I was clicking around on the adoption.org website and I came across an essay called “Why we don’t adopt highways,” by Chris Peters.

Of course I wanted to read it. I’ve never gotten why the adoption community had such a beef with “adopt a whatever” programs. I wanted someone to explain to me why it is such a big deal – something worth writing letters about when there are so many other things in the world more worth writing letters about.

Peters starts his article like this:

At first, adopting a highway seems like a reasonable, even noble idea. A local business pays a fee to help keep a local highway clean. In return, the business will have its name displayed on a sign on this highway, to advertise itself as having a conscience for keeping highways clean. But in the world of adoption, paying money to have a highway cleaned up has nothing to do with creating a family. Supporting a worthwhile cause through monetary donations is called sponsorship, while adoption is about loving a child forever as your very own.

In my area, paying a fee to keep a highway clean is not what happens. Around here, in exchange for having its name on the sign, that business commits to care for the highway. Employees of the company, or homeowners in the subdivision, or members of the club, or whoever (I even know a local family who sponsors part of a road near where I used to live). The people who clean up the road don’t pay a fee. If, as I suspect in some cases, the actual members of that organization don’t clean up the road, then they pay someone else to keep it clean. Kind of like daycare.

The writer goes on:

When the new family member arrives, either through birth or adoption, the family is overjoyed. All the family members are excited, full of hope and love for the new little person who has joined them. Birth and adoption are the way we grow families. It is doubtful that if a person adopted a highway into their family, that there would be the same concepts of love and joy. Clean highways can be created but not by birth or adopting them.

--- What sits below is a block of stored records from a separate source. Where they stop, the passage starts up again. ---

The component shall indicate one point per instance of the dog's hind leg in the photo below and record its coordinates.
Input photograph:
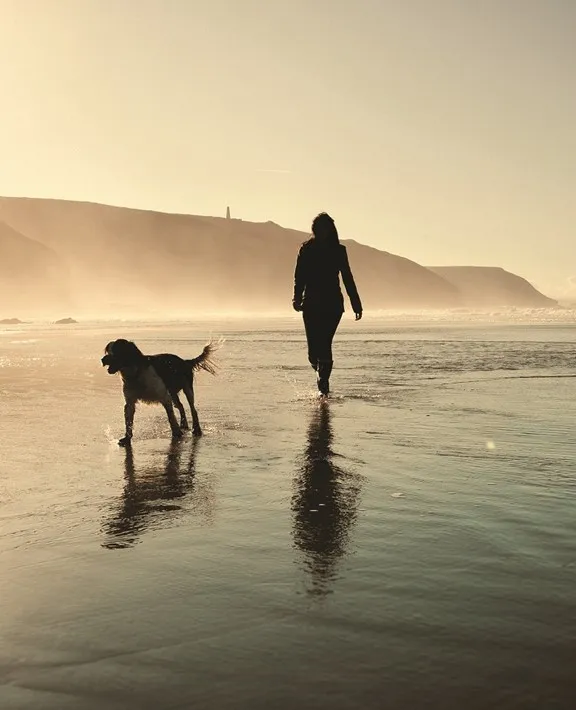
(129, 409)
(176, 431)
(178, 404)
(189, 392)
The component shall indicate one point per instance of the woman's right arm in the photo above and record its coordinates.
(299, 282)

You aren’t getting an argument from me that people are overjoyed when the “adopt a highway.” I don’t know that very much love is involved. But there’s certainly pride and responsibility and commitment.

Here’s the definition the American Heritage Dictionary gives for “adoption”:

a·dopt (ə-dŏpt’)
tr.v., a·dopt·ed, a·dopt·ing, a·dopts.
1. To take into one’s family through legal means and raise as one’s own child.
2. To take and follow (a course of action, for example) by choice or assent: adopt a new technique.
a. To take up and make one’s own: adopt a new idea.
b. To take on or assume: adopted an air of importance.
3. To vote to accept: adopt a resolution.
4. To choose as standard or required in a course: adopt a new line of English textbooks.

Under this definition, adopting a highway is not a misuse of the word. 2a, “to take up and make one’s own,” applies to the highway, as does 2b, “to take on or assume.” Sponsoring a highway, which the writer of the essay says is a better way to name these kinds of highway clean-up programs, would imply that you are paying for the highway but not caring for it…which, if accurate, makes some sense. But that’s not what happens around here with the road clean-up. Is that what happens where you live?

Here’s how he ends the essay:

Our children and in fact, people everywhere, need to know that adoption is not about clean highways but about creating families that are permanent. Adoption is not about temporary, monetary sponsorship but about a lifelong commitment of loving our children and family.

And here’s how I’ll end mine: he didn’t convince me. Just because a word, in this case, adopt, is used differently than the way we want it to be used, does not mean it’s being used incorrectly.

Should professors not adopt textbooks?
Should legislators not adopt and new laws?
Is adopting a puppy wrong, too? (I’ve heard in the adoption committee that it is wrong – only people can be adopted…)

I don’t think so. I think too much emphasis is being put on one word to little purpose. There are so many other examples of poor adoption language or offensive or discriminatory situations to get all worked up about…I don’t think this one is worth the time.

But what do you think? Am I completely off the mark?